Failure to provide an alleged sexual assault victim with a medical screening exam could potentially result in the patient suffering life threatening injuries during the alleged assault and the CAH staff would not identify the injuries. Additionally, the failure to perform a medical screening exam could potentially result in the CAH staff failing to collect evidence needed for the criminal case resulting from the alleged sexual assault.

Findings included:

1. Review of the policy, "EMTALA - Screen and Transfer of Patient," reviewed 1/2017, revealed in part, "If an individual or someone acting on the individual's behalf, arrives on the hospital campus seeking medical examination/treatment ... [they are] entitled to a screening examination. ... Any individual ... requesting an examination or treatment for a medical condition will be provided these services within the capabilities of the hospital."

2. During an interview on 4/19/17 at 7:15 PM, Patient #31 stated they experienced an alleged sexual assault during the early morning hours of 4/10/17. Witness C convinced Patient #31 to seek medical care for the alleged sexual assault after work on 4/11/17. Patient #31 and Witness C went to Montgomery County Memorial Hospital (MGMH) and requested a sexual assault examination for Patient #31. Registrar A started registering Patient #31, heard Patient #31's name, and then went back to the ED and spoke with the ED staff.
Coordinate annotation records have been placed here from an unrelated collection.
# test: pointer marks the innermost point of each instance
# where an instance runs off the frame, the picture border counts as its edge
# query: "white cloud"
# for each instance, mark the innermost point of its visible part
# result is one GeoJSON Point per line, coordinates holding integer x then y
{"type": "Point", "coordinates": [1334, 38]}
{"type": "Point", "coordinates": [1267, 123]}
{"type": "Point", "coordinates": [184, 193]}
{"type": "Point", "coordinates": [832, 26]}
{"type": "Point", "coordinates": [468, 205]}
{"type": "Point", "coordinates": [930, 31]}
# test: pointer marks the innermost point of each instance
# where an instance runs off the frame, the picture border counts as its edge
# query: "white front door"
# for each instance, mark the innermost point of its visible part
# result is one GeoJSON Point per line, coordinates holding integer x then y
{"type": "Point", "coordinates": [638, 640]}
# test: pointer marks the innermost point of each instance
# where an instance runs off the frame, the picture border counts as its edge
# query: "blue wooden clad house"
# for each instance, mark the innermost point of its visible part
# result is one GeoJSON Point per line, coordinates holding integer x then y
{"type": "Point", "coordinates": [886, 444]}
When Registrar A returned to Patient #31, Registrar A told Patient #31 that the CAH ED staff could not do the exam, due to the length of time following the alleged sexual assault. Patient #31 went to another hospital to seek care and receive an alleged sexual assault examination.

3. During an interview on 4/19/17 at 8:00 PM, Witness C stated Patient #31 went to the CAH and requested care following an alleged sexual assault. Patient #31 spoke with Registrar A and their driver's license and insurance cards to Registrar A. Registrar A was initially very caring and compassionate towards Patient #31, but Registrar A's demeanor changed when Registrar A heard Patient #31's name. Registrar A suddenly got up and went to the emergency department. Registrar A stated the CAH staff could not treat Patient #31, due to the length of time between the alleged sexual assault and Patient #31's presentation to the CAH. Witness C then requested the CAH staff to evaluate Patient #31 for a sexually transmitted disease. Registrar A told Witness C that the CAH staff could not help Patient #31, due to the length of time between the alleged sexual assault and Patient #31's presentation to the CAH. After Registrar A told Patient #31 and Witness C that the CAH staff could not help Patient #31, Witness C told Patient #31 they would go to another hospital.
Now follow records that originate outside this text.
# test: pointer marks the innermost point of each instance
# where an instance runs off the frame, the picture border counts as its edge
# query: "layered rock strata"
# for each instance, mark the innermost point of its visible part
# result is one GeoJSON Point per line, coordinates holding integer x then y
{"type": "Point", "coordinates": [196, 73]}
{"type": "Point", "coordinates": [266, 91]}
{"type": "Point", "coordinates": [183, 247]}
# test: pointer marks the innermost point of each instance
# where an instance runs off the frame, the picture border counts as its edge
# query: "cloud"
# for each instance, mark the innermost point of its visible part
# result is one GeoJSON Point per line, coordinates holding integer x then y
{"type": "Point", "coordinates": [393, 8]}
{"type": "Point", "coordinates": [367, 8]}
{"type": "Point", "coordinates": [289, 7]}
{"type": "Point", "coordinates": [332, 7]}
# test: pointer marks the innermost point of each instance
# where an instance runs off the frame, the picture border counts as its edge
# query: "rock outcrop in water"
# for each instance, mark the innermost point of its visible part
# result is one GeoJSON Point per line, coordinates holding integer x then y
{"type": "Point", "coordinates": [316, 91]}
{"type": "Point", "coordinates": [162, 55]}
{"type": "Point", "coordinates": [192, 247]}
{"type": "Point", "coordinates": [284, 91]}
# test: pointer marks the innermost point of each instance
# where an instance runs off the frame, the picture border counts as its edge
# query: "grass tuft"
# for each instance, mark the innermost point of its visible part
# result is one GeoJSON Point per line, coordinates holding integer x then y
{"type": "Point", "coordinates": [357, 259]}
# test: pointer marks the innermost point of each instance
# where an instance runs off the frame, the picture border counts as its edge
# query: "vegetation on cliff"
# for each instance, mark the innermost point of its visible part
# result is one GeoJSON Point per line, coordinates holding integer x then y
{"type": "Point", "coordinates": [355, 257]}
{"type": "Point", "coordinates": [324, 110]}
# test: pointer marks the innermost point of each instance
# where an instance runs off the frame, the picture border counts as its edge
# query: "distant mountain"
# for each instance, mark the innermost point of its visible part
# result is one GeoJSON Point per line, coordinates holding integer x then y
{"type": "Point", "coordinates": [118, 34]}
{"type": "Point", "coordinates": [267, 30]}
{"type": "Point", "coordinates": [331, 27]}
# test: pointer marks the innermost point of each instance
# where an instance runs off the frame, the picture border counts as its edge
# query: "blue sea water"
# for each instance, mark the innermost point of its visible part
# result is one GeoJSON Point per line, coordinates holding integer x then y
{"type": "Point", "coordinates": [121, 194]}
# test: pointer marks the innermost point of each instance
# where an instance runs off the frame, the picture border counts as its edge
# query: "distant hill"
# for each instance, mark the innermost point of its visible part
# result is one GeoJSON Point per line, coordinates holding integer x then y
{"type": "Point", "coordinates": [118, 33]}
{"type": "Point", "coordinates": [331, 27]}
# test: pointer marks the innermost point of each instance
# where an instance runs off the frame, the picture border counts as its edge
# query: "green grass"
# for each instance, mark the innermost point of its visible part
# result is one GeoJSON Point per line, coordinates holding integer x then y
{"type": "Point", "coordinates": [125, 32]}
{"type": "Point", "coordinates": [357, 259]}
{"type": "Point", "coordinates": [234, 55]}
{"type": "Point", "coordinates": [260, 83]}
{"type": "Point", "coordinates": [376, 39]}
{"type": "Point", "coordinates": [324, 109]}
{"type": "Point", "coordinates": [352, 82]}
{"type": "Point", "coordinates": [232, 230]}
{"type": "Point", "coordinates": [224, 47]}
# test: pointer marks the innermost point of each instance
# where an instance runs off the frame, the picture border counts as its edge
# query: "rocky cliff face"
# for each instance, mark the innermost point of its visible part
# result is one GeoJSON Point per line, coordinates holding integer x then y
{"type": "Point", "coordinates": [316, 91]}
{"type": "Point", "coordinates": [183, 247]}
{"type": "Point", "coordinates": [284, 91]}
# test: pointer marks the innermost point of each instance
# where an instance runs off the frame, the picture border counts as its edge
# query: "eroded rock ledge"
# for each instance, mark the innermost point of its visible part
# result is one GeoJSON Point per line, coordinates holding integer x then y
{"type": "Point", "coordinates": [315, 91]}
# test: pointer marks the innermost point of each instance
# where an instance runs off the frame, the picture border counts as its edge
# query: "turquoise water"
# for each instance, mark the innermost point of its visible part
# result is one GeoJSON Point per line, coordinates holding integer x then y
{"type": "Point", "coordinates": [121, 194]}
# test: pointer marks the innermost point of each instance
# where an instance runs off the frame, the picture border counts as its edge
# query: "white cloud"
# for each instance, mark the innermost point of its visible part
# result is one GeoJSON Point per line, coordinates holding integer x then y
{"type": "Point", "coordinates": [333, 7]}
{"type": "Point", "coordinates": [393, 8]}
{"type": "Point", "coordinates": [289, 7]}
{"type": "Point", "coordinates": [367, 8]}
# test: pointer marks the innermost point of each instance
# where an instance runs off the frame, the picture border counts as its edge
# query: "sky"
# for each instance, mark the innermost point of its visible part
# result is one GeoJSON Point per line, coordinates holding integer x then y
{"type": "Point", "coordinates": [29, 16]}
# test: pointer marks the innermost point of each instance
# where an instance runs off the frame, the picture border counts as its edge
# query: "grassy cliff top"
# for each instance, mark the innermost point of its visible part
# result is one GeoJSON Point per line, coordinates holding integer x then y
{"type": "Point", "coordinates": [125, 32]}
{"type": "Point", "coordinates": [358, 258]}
4. Review of the staffing schedule for 4/11/17 revealed PA-C B worked as the medical provider in the CAH's emergency department all day.
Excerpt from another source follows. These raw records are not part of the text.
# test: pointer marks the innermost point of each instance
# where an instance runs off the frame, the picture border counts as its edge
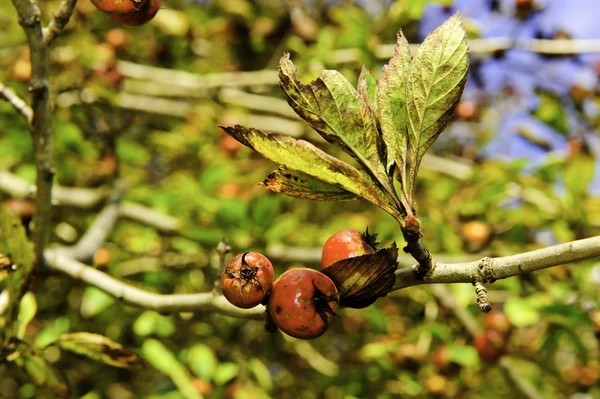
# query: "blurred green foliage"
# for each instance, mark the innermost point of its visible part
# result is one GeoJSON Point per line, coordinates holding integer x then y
{"type": "Point", "coordinates": [185, 167]}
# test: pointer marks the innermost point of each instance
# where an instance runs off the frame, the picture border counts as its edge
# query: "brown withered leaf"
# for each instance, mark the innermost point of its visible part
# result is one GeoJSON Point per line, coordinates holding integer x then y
{"type": "Point", "coordinates": [363, 279]}
{"type": "Point", "coordinates": [100, 348]}
{"type": "Point", "coordinates": [301, 185]}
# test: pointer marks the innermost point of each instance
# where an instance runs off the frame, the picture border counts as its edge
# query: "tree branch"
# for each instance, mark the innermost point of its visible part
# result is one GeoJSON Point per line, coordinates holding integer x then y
{"type": "Point", "coordinates": [62, 15]}
{"type": "Point", "coordinates": [60, 259]}
{"type": "Point", "coordinates": [488, 270]}
{"type": "Point", "coordinates": [17, 102]}
{"type": "Point", "coordinates": [41, 122]}
{"type": "Point", "coordinates": [61, 196]}
{"type": "Point", "coordinates": [99, 231]}
{"type": "Point", "coordinates": [473, 327]}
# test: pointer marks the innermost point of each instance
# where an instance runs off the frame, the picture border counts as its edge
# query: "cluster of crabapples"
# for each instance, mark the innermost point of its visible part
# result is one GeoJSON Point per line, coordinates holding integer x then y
{"type": "Point", "coordinates": [302, 302]}
{"type": "Point", "coordinates": [129, 12]}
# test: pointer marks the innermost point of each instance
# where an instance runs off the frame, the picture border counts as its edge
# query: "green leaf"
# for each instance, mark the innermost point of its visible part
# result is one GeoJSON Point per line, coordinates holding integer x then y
{"type": "Point", "coordinates": [334, 108]}
{"type": "Point", "coordinates": [363, 279]}
{"type": "Point", "coordinates": [226, 372]}
{"type": "Point", "coordinates": [44, 374]}
{"type": "Point", "coordinates": [302, 156]}
{"type": "Point", "coordinates": [261, 373]}
{"type": "Point", "coordinates": [16, 263]}
{"type": "Point", "coordinates": [27, 311]}
{"type": "Point", "coordinates": [202, 361]}
{"type": "Point", "coordinates": [95, 301]}
{"type": "Point", "coordinates": [99, 348]}
{"type": "Point", "coordinates": [435, 83]}
{"type": "Point", "coordinates": [7, 266]}
{"type": "Point", "coordinates": [164, 361]}
{"type": "Point", "coordinates": [464, 355]}
{"type": "Point", "coordinates": [521, 312]}
{"type": "Point", "coordinates": [391, 100]}
{"type": "Point", "coordinates": [578, 175]}
{"type": "Point", "coordinates": [301, 185]}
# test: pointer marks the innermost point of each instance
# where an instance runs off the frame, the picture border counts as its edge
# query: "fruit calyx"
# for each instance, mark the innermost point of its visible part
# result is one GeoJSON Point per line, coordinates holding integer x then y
{"type": "Point", "coordinates": [321, 304]}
5. During an interview on 4/24/17 at 10:45 AM, Physician's Assistant (PA-C) B stated the CAH lacked a nurse with specialized training in assisting victims of an alleged sexual assault. PA-C B stated because the CAH lacked the specialized nursing staff, PA-C B must perform an alleged sexual assault examination to assess the patient and collect the evidence. PA-C B stated the CAH had an alleged sexual assault collection kit and the alleged sexual assault evidence collection kit contained instructions and all of the supplies necessary to perform an alleged sexual assault examination. PA-C B then described the process for performing an alleged sexual assault examination. PA-C B stated that even if the CAH staff could not collect evidence for a criminal case, the CAH staff should examine victims of an alleged sexual assault to determine if they suffered any injuries during the alleged assault.

6. During an interview on 4/24/17 at 4:00 PM, the Emergency Department Director stated the CAH staff should have provided a medical screening examination to Patient #31 when they requested the CAH staff provide assistance following an alleged sexual assault.